In his third issue about the Shadow Thief's trial, Andreyko finally manages to avoid any big legal blunders. But that may be because virtually nothing trial-related actually happened in this issue. If I missed a line that could be addressed, please tell me, but this issue seemed to be a law-free zone for the most part. (It also means that Kate Spencer has managed to go three days of trial without producing any actual evidence regarding a murder.)

One thing worth mentioning is something of a rehash of previous issues. Sands is once again shown in his orange prison jumpsuit. That was wrong in the last two issues, and it's wrong in this one too. But that's hardly a surprise.

What is a surprise is the book's end, when Sands is freed from his tube and demonstrates shadow powers on his own. So apparently, Sands has retained the powers given to him by Neron, and doesn't require a belt any longer.

This makes Sands' solitary confinement tube, which I've ragged on in previous reviews, a little more palatable. Realistically, he still shouldn't be restrained unless he has proven himself to be a disturbance to the courtroom, but as was the case with Bruce Banner, I think it's fair to assume that a world of metahumans would find itself compelled to take extraordinary precautions. Particularly after the first couple of supervillains lash out at trial. One could argue that allowing a superpowered defendant to be unencumbered in the courtroom is akin to allowing the defendant to be armed.

There may be the question of whether a solitary confinement tube is too prejudicial to the defendant. Something less conspicuous, like the mutant inhibitor collars that the X-Men used to have, would probably be preferable to a mobile, glass-walled cell. But whether such is possible involves too much speculation about DCU tech to be answered here. So the tube is tolerable (though the jury would probably need to be told exactly why Sands is confined).

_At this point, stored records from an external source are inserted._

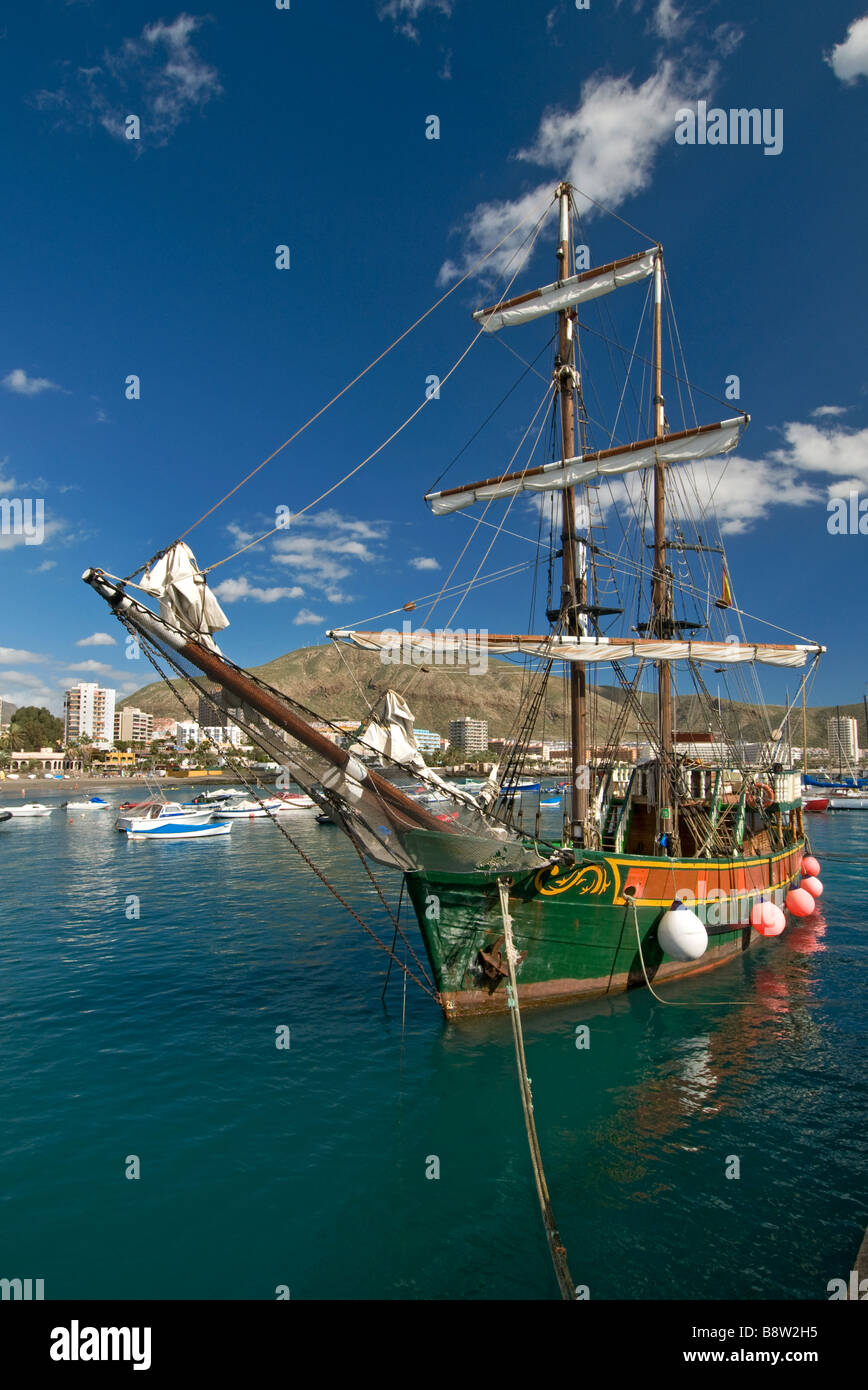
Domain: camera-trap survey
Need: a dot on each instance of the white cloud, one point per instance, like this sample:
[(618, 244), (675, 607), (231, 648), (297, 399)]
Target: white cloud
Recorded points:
[(405, 13), (605, 148), (53, 526), (320, 562), (231, 591), (24, 688), (736, 491), (157, 77), (835, 451), (331, 520), (13, 653), (24, 385), (813, 464), (668, 21), (96, 667), (849, 60)]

Finally, the revelation about Sands' powers creates an additional problem in an earlier issue which I predicted might come to pass. When Kate called Hawkman to the stand in #7, she asked him two questions. The first was about how Sands had used a Thanagarian belt to commit crimes in the past, and the second was about potential dangers of using the belt.

If Sands still has the superhuman powers granted to him by Neron, then how is the belt at all relevant to the trial? It didn't play a role in the murder, and it wasn't responsible for giving him his internalized powers. It's not even relevant to why he's in the tube. The questions were objectionable before, and now they're not even remotely relevant to the case.

In other words, the real-world equivalent of Hawkman's testimony is this: during a murder trial, the prosecutor calls as his first witness a cop who had previously tangled with the defendant. He doesn't know anything about the murder being tried. Instead, his testimony is all about a weapon that the defendant used to employ in his earlier crimes, but which wasn't involved in the murder being tried. Even if such testimony were admissible (and it wouldn't be), what is a jury supposed to make of it?

One more issue to go, I think. Kate's really gonna have her work cut out for her if she wants to pull out a win.

UPDATE: Another thought on the issue. It's stated that it's the third day of trial, but no expected witnesses are ever named. We don't see Captain Marvel or Vixen or Shining Knight, the three actual witnesses to the murder, even after the courthouse is attacked. So either they are slow to respond to an attack, or they weren't the witnesses for the start of that day. And if the latter, then who did Kate possibly plan on calling? Was she going to go a third day of trial without calling the only people who could testify "Sands killed Firestorm"?